Não são só os valores que assustam. O país possui o alarmante número de 84 milhões de processos ativos, um acervo que – mesmo com a implementação do processo eletrônico e o aumento da eficiência do Judiciário – cresceu quase 15% em 10 anos.
Esse universo de ações, é verdade, resulta de múltiplas causas. Decorre, dentre outros fatores, da burocracia e ineficiência da administração pública, dos descumprimentos legais e da prestação defeituosa de serviços pelos agentes privados, da morosidade no andamento das ações judiciais e de uma excessiva cultura litigiosa. Embora o ajuizamento de muitas dessas ações seja legítimo e, por vezes, inevitável, há, contudo, uma parcela substancial desses processos que é resultado de práticas abusivas e ilegais – a chamada litigância predatória.
A advocacia predatória pode ocorrer de diversas formas. Uma delas consiste na utilização de técnicas ilegais de captação em massa de clientes – normalmente, beneficiários de justiça gratuita – com quem o advogado não tem relação próxima, quiçá, qualquer relação. Beneficiando-se dessa estratégia, os advogados ajuízam milhares de demandas idênticas (por vezes, simultaneamente), criando uma litigiosidade artificial, com petições padronizadas e genéricas. Nos casos mais graves, a tática vem acompanhada da adulteração ou manipulação de documentos, uso de uma mesma procuração genérica em ações diversas sem conhecimento do cliente, falsificação de assinaturas, e retenção, pelo advogado, dos valores que deveriam ser repassados ao cliente.
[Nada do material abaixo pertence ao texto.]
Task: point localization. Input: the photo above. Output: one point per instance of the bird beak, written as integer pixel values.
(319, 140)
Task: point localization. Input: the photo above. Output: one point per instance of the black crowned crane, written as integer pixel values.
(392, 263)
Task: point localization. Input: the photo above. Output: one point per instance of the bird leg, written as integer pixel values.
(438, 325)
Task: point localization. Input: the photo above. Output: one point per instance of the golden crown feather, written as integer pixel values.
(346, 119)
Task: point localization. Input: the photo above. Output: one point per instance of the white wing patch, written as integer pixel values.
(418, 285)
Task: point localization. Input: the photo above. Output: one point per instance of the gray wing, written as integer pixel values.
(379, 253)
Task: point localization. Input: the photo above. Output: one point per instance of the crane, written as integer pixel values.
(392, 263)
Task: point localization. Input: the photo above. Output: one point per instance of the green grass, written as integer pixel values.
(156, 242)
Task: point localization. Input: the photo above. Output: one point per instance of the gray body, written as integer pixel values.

Os exemplos Brasil afora são inúmeros. Nas cidades de Araripina e Ipubi/PE, por exemplo, um único advogado ajuizou 17 mil ações idênticas e genéricas contra uma mesma parte – número 300% superior ao acervo local. Todas acabaram extintas após o juiz reconhecer a “captação ilícita de clientela” e “abuso do direito de litigar”.
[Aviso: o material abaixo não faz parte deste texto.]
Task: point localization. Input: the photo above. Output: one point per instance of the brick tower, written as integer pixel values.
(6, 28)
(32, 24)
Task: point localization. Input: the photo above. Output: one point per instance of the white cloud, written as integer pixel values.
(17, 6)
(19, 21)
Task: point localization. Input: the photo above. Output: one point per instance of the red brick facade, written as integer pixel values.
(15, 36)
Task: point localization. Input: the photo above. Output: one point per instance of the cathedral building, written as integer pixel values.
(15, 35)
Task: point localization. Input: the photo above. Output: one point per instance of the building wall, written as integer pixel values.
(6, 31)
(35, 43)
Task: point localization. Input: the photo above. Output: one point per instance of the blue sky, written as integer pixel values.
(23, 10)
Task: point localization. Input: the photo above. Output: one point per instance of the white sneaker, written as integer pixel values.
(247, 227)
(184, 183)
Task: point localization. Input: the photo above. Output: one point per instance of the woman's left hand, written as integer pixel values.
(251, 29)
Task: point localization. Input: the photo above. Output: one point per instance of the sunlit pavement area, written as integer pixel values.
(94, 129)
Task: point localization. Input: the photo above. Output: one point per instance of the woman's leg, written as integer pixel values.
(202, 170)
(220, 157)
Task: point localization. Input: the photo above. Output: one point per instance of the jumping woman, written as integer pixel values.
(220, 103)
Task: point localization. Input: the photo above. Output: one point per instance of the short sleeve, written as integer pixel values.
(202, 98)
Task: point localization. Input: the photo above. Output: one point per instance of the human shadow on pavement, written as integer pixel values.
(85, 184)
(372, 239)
Na próxima quarta-feira (18.09.2024), o Superior Tribunal de Justiça (STJ) retomará um julgamento determinante para frear o ajuizamento abusivo de ações judiciais: o STJ definirá se juízes, suspeitando da prática de litigância predatória, poderiam solicitar a emenda de petições iniciais ou a apresentação de documentos adicionais para lastrear os pedidos, sob pena de extinguirem as respectivas ações. O resultado do julgamento terá força vinculante em âmbito nacional.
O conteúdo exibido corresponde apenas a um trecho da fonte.